Climate change and covid are strikingly similar in that we won’t act enough because the measures we need to take collectively to make for a better tomorrow will be too much of an inconvenience for us to continue to enjoy today. We need to convince legislators to mandate protections and shut down fossil fuel extraction, and that will mean wearing a mask and then don’t board a flight for your next vacation because pleasure flights create too many GHGs.
Like Covid, climate change requires a layered approach. We can’t fix the situation with renewables alone. We also have to cut back on consumption of all types, which is no fun. And the richest countries and households have more of an effect and more to lose. “Wealthy nations should be aiming to reduce emissions by 75% by 2030.” We’ve gotten used to many conveniences that we can’t expect to continue if we want our children to have food and water security. Much of this is out of our hands, but not all of it, and the efforts we need to make don’t harm anyone, they just reduce the number of fun things we do. From another perspective, they merely change the way we enjoy ourselves.

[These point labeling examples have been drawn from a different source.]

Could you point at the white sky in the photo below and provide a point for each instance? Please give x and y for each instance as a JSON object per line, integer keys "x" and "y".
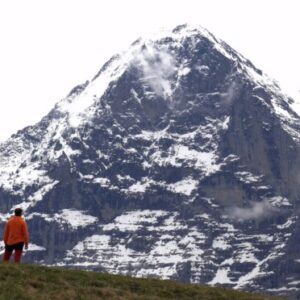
{"x": 49, "y": 46}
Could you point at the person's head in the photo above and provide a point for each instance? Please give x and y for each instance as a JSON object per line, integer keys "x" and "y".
{"x": 18, "y": 212}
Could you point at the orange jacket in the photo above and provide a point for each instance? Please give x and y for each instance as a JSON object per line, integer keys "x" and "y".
{"x": 16, "y": 231}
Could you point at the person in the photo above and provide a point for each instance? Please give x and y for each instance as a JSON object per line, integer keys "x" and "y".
{"x": 15, "y": 237}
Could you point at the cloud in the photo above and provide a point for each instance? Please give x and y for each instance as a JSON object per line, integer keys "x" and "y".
{"x": 231, "y": 93}
{"x": 158, "y": 66}
{"x": 256, "y": 211}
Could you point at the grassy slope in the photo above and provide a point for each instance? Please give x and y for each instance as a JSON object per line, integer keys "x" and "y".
{"x": 36, "y": 282}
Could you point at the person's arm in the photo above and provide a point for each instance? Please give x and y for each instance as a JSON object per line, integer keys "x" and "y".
{"x": 6, "y": 233}
{"x": 26, "y": 235}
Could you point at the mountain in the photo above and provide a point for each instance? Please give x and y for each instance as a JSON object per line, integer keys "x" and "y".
{"x": 178, "y": 160}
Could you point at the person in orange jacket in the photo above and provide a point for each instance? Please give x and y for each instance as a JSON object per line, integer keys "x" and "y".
{"x": 15, "y": 236}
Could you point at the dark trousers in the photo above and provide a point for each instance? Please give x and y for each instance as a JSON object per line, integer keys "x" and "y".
{"x": 18, "y": 248}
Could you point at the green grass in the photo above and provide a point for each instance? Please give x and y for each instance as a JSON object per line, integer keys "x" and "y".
{"x": 38, "y": 282}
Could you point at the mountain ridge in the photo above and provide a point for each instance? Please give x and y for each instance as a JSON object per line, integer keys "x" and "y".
{"x": 179, "y": 159}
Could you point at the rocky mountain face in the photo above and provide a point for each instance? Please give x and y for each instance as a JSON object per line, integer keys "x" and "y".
{"x": 179, "y": 159}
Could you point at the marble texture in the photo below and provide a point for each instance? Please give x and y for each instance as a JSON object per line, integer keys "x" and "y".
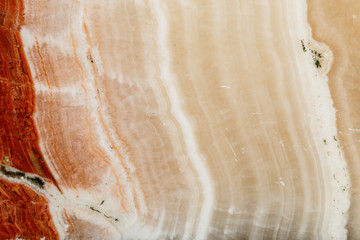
{"x": 184, "y": 119}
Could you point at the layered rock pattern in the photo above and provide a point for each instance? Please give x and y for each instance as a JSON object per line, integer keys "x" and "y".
{"x": 180, "y": 119}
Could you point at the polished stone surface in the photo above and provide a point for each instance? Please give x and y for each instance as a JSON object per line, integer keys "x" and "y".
{"x": 185, "y": 119}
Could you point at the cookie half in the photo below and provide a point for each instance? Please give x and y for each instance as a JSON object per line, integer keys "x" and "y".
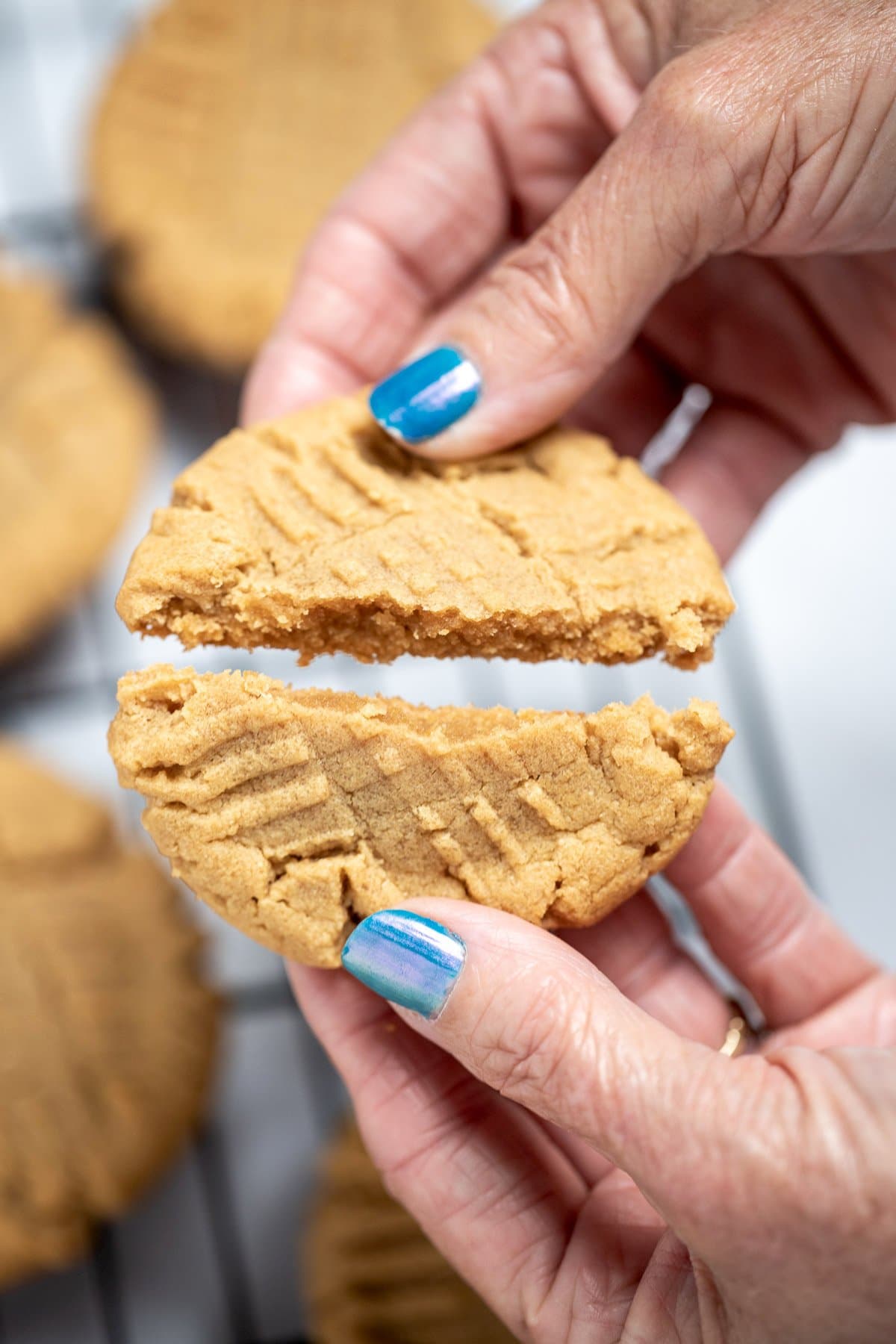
{"x": 296, "y": 813}
{"x": 228, "y": 128}
{"x": 371, "y": 1275}
{"x": 107, "y": 1027}
{"x": 75, "y": 426}
{"x": 317, "y": 534}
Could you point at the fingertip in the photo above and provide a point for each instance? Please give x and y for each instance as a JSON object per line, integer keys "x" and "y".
{"x": 289, "y": 376}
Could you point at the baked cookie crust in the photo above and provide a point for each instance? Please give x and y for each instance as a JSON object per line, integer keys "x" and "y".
{"x": 228, "y": 128}
{"x": 317, "y": 534}
{"x": 75, "y": 428}
{"x": 373, "y": 1275}
{"x": 296, "y": 813}
{"x": 107, "y": 1027}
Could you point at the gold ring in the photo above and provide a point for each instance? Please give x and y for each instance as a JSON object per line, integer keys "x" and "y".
{"x": 739, "y": 1036}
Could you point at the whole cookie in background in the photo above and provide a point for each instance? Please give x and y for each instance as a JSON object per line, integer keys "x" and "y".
{"x": 75, "y": 426}
{"x": 373, "y": 1276}
{"x": 226, "y": 132}
{"x": 107, "y": 1028}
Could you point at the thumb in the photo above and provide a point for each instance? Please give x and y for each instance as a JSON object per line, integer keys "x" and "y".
{"x": 553, "y": 316}
{"x": 535, "y": 1021}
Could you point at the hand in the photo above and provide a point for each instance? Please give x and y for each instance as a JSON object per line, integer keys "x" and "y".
{"x": 573, "y": 1142}
{"x": 702, "y": 191}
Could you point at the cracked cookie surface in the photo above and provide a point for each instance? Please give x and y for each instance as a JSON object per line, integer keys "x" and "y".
{"x": 107, "y": 1028}
{"x": 317, "y": 534}
{"x": 230, "y": 127}
{"x": 294, "y": 813}
{"x": 75, "y": 425}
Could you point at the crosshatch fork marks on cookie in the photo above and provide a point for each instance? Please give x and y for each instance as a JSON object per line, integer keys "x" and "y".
{"x": 293, "y": 813}
{"x": 317, "y": 534}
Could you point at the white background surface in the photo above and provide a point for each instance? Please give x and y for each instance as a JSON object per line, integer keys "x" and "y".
{"x": 805, "y": 673}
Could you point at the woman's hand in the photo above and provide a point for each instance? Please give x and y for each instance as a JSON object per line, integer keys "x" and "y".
{"x": 567, "y": 1133}
{"x": 703, "y": 191}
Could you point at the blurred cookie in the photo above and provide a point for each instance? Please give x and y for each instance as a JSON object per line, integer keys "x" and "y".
{"x": 75, "y": 425}
{"x": 107, "y": 1028}
{"x": 230, "y": 127}
{"x": 296, "y": 813}
{"x": 371, "y": 1276}
{"x": 316, "y": 532}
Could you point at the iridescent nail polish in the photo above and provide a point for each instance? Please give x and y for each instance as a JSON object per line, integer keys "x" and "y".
{"x": 408, "y": 959}
{"x": 426, "y": 396}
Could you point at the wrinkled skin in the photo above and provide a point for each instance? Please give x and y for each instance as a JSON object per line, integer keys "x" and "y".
{"x": 618, "y": 199}
{"x": 570, "y": 1142}
{"x": 706, "y": 193}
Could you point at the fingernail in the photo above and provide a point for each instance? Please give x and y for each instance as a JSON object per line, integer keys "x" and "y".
{"x": 408, "y": 959}
{"x": 423, "y": 398}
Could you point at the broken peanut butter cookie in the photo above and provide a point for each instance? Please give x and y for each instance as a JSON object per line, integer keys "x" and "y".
{"x": 317, "y": 534}
{"x": 296, "y": 813}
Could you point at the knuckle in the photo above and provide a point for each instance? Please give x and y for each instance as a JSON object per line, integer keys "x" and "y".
{"x": 688, "y": 100}
{"x": 524, "y": 1060}
{"x": 541, "y": 293}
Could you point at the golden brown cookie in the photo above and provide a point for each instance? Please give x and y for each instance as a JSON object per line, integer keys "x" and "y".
{"x": 317, "y": 534}
{"x": 107, "y": 1028}
{"x": 226, "y": 132}
{"x": 75, "y": 423}
{"x": 294, "y": 813}
{"x": 373, "y": 1276}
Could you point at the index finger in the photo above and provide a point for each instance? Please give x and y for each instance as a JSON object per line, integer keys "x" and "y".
{"x": 428, "y": 215}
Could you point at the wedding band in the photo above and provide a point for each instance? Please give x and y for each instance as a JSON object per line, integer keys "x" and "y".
{"x": 739, "y": 1036}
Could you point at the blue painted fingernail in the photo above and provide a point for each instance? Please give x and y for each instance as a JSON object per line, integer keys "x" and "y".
{"x": 408, "y": 959}
{"x": 423, "y": 398}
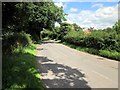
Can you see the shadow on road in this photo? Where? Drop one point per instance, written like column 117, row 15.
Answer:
column 60, row 76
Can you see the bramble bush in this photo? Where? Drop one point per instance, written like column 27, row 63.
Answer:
column 99, row 42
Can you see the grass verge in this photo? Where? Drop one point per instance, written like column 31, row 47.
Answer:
column 20, row 70
column 105, row 53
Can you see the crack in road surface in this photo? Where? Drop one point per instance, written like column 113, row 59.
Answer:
column 64, row 67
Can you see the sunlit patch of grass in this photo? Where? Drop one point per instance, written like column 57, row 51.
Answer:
column 20, row 70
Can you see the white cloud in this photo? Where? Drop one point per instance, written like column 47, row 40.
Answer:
column 73, row 10
column 97, row 5
column 59, row 4
column 101, row 18
column 85, row 0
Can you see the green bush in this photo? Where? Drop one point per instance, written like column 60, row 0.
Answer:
column 110, row 54
column 10, row 42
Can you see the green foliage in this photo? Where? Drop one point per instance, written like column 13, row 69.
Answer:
column 110, row 54
column 20, row 70
column 101, row 42
column 10, row 42
column 31, row 17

Kant recognized, even back in the day, that most people have a degree of misology, a hatred of reason, because it just brings them misery. If we take a look around, unreasonable people are happier. He concludes from this observation that “our existence has a different and far nobler end, for which, and not for happiness, reason is properly intended.” Since we clearly don’t have this incredible prefrontal cortex to give us happiness, then it must have been gifted to us for another purpose: to have a good will, to be good people.
Unlike Joel Miller, we don’t have a brutal moral conundrum to face, either save the person we love or save the masses; we can do both at once with minimal effort!! We don’t need a big shoot out; we just need to collectively buy less, travel less, use less energy, eat less meat, wear a respirator, clean indoor air, and petition the government to work for the people. Our season finale could be a horror show starting with fighting in stores over food, then lining up for rations, then scrounging to exist. Kill or be killed tomorrow so that we can have more fun today. Or it could be pretty boring: people just using only what they absolutely need and working to protect themselves and others interdependently instead of cooking in a soup of virus variants while the forests burn.
It’s so easy, yet so unlikely because it depends on a critical mass of people, including elected officials, using reason, and most of us hate that!
Hopefully the comedians and satirists will keep us sane, and there will be music to play us out.